A lightweight comparative analysis of 3 modern Black-Box Hallucination Detection methods for language models, including SAC3, SelfCheckGPT, and Semantic Entropy.
As large language models become increasingly widespread, detecting hallucinations (outputs that are factually incorrect, nonsensical, or inconsistent with training data) has become a critical challenge. This project presents a focused study on black-box hallucination detection methods that do not require access to model activations or training data.
We explore and compare:
- SAC3: Sampling and Aggregation for Consistency Checking
- SelfCheckGPT: Self-consistency + factuality via prompt-based self-questioning
- Semantic Entropy: Measuring uncertainty via vector dispersion
The papers referenced in these implementations:
- SAC3: SAC3: Reliable Hallucination Detection in Black-Box Language Models via Semantic-aware Cross-check Consistency
- SelfCheckGPT: SELFCHECKGPT: Zero-Resource Black-Box Hallucination Detection for Generative Large Language Models
- Semantic Entropy: Detecting hallucinations in large language models using semantic entropy
| Method | Type | Requires Internal Access? | Highlights |
|---|---|---|---|
| SAC3 | Sampling-based | ❌ | Aggregates multiple generations for consistency |
| SelfCheckGPT | Prompt-based QA | ❌ | Uses model to ask & answer factuality questions |
| Semantic Entropy | Embedding-based | ❌ | Uses dispersion in embedding space to assess confidence |
Each method was implemented with modular design, enabling future plug-and-play experimentation on different LLMs or prompts.

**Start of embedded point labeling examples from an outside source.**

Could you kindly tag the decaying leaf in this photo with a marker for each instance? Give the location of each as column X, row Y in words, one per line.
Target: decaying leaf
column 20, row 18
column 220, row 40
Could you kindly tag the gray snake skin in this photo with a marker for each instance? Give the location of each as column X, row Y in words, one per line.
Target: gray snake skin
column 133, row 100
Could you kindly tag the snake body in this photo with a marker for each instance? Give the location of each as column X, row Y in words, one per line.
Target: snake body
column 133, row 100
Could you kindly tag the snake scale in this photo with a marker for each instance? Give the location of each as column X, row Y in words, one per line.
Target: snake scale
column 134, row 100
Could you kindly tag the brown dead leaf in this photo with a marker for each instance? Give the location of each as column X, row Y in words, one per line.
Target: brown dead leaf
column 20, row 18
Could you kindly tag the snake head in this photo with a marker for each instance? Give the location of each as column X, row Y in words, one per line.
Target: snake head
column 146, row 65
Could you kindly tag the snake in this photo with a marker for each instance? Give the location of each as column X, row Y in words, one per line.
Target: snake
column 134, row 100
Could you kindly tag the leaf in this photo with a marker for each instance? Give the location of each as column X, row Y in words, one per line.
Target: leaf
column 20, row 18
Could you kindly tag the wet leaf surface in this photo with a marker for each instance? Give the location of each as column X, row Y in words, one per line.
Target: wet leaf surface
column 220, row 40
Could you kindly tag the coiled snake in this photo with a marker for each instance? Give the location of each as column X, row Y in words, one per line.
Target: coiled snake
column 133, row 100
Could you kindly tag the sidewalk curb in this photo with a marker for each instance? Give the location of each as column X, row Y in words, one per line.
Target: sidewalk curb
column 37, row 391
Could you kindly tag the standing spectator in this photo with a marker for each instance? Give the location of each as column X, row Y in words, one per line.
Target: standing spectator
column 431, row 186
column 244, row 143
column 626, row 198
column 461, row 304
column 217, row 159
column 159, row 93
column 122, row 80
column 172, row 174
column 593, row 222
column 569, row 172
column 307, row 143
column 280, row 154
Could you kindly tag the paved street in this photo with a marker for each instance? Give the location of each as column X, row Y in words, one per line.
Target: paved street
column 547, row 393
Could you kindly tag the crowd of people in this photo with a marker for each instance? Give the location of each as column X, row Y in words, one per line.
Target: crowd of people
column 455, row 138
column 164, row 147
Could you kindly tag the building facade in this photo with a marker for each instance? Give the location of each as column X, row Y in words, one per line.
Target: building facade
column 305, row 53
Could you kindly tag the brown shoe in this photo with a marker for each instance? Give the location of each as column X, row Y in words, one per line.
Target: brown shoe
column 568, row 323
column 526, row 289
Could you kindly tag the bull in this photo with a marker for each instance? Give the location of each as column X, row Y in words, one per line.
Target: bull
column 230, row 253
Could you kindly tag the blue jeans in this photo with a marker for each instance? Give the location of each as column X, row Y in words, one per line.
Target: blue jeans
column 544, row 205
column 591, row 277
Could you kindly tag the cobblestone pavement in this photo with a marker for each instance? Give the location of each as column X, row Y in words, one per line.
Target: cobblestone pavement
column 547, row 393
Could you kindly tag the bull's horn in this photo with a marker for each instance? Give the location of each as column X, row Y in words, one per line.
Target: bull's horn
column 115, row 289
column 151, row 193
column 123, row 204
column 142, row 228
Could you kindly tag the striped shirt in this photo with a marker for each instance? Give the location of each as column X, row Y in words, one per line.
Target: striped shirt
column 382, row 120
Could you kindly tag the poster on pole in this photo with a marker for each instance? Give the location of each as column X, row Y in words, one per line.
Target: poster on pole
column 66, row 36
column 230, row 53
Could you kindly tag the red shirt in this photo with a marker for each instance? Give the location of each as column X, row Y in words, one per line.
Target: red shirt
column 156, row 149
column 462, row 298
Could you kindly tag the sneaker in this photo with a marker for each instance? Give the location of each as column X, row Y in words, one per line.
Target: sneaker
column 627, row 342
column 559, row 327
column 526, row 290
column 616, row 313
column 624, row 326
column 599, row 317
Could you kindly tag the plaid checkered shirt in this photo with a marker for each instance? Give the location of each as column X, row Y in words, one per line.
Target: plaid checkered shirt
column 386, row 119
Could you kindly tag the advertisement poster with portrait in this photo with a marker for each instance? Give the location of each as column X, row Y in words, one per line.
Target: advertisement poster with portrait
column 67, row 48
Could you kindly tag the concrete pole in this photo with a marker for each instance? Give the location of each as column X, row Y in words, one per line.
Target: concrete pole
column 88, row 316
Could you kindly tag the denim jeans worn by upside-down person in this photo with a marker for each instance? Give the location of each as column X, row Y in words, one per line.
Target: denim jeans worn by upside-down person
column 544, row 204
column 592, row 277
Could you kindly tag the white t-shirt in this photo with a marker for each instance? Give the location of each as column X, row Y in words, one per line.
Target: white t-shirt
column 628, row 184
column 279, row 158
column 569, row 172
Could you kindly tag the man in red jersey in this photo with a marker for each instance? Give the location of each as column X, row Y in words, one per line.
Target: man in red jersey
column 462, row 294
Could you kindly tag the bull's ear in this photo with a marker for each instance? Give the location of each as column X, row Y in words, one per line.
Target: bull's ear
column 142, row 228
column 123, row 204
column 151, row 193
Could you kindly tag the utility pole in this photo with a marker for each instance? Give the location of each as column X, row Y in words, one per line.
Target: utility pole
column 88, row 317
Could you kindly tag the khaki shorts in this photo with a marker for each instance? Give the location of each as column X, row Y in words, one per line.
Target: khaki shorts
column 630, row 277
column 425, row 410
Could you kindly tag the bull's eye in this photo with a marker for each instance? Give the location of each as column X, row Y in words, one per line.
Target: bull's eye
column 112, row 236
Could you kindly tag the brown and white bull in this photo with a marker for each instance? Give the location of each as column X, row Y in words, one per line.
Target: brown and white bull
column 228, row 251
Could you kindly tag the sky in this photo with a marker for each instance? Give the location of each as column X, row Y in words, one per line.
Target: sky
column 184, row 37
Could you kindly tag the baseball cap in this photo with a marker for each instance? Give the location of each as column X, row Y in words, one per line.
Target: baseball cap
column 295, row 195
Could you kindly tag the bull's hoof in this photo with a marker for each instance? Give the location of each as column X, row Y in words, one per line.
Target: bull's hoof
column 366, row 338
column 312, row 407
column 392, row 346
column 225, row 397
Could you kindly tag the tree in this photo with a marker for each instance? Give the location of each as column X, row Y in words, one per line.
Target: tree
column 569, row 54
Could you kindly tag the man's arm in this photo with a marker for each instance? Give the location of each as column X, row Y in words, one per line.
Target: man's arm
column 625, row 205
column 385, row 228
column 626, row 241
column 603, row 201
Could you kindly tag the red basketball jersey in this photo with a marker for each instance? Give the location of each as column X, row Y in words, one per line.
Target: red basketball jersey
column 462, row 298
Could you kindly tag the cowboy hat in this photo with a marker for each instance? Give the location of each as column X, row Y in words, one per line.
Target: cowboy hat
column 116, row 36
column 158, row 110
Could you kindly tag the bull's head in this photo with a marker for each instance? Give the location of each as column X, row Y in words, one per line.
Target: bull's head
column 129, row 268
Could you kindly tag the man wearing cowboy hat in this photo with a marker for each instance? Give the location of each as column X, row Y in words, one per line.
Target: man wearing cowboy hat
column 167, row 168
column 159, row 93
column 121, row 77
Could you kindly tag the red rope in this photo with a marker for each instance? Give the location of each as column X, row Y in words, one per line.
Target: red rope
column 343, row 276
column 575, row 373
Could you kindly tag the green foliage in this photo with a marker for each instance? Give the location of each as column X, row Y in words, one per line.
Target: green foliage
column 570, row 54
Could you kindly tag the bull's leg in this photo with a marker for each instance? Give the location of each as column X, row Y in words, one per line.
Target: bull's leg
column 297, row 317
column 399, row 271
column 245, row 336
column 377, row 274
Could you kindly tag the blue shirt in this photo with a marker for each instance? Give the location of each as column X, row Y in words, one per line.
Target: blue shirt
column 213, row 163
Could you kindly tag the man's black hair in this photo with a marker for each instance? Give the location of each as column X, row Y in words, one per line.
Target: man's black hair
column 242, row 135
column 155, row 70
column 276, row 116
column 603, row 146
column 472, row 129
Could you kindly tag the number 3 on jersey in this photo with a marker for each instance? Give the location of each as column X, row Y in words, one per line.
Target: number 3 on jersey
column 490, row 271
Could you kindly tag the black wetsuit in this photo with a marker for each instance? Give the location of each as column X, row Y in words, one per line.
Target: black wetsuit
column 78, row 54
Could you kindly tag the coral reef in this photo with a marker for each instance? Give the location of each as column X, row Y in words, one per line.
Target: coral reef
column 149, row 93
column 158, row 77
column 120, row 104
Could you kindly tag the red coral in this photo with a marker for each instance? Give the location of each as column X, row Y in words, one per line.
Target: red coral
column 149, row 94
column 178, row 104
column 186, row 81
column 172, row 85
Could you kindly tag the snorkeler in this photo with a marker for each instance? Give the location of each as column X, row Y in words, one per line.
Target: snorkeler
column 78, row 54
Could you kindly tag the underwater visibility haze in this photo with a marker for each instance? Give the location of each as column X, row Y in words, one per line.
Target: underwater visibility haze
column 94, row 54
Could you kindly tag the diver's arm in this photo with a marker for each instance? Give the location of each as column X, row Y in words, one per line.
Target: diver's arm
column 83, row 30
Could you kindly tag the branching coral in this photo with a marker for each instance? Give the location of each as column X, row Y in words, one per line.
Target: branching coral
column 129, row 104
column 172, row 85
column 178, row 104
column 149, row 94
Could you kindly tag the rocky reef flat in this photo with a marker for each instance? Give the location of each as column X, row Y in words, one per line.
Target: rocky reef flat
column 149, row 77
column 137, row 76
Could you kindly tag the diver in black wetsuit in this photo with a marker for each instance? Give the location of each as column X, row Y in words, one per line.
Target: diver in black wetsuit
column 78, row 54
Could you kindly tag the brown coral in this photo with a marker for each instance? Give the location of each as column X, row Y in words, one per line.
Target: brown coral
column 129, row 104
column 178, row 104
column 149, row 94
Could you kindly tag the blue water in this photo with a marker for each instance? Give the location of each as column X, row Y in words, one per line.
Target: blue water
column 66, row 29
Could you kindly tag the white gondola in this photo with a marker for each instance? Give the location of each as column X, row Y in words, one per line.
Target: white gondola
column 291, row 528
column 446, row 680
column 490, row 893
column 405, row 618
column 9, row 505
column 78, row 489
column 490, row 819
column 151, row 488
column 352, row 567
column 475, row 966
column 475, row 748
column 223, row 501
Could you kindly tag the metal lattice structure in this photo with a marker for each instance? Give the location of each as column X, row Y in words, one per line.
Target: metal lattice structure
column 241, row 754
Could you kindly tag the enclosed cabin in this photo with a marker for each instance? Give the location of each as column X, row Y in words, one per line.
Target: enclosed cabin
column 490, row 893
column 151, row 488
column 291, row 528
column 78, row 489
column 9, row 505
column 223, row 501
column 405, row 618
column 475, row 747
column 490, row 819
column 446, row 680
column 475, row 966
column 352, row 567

SelfCheckGPT asks the model to generate an answer, then follow up with a series of self-posed questions related to that answer. It uses the model itself to evaluate the factual consistency of its response by checking if the answers to those questions align with the original claim. If inconsistencies arise during self-questioning, hallucination is inferred.
SAC3 detects hallucinations by prompting the language model multiple times with variations of the same query and analyzing the consistency of its responses. If the outputs vary significantly in factual content or contradict one another, the model is likely hallucinating. This method assumes that truthful answers will remain stable across sampled generations.
Semantic Entropy estimates the uncertainty of a model’s output by measuring the dispersion of embedding vectors from multiple generations. High entropy indicates that the model is unsure about its response, which often correlates with hallucinations. It’s a purely black-box method that doesn't require labeled data or fine-tuning.
We evaluated all methods on the following datasets:
- 🔹 TruthfulQA
- 🔹 HallucinationEval (subset)
- 🔹 Synthetic prompts
Evaluation metrics:
- ✅ Precision@k
- 📉 False Positive Rate
- 🔁 Agreement Rate between detectors
How to use the selfCheckGPT method?
python selfCheckGPT.py
Then type out a sample question to test on
How to use the SAC3 method?
python SAC3.py
Then type out a sample question and a desired answer
How to use the Semantic Entropy method?
python semanticEntropy.py
Then type out a sample question and a desired answer
pip install -r requirements.txtReferences
- Farquhar, S., Kossen, J., Kuhn, L. et al. Detecting hallucinations in large language models using semantic entropy. Nature 630, 625–630 (2024). https://doi.org/10.1038/s41586-024-07421-0
- Manakul, Potsawee, et al. “SelfCheckGPT: Zero-Resource Black-Box Hallucination Detection for Generative Large Language Models.” arXiv.Org, 11 Oct. 2023, arxiv.org/abs/2303.08896.
- Zhang, Jiaxin, et al. “SAC3: Reliable Hallucination Detection in Black-Box Language Models via Semantic-Aware Cross-Check Consistency.” arXiv.Org, 18 Feb. 2024, arxiv.org/abs/2311.01740.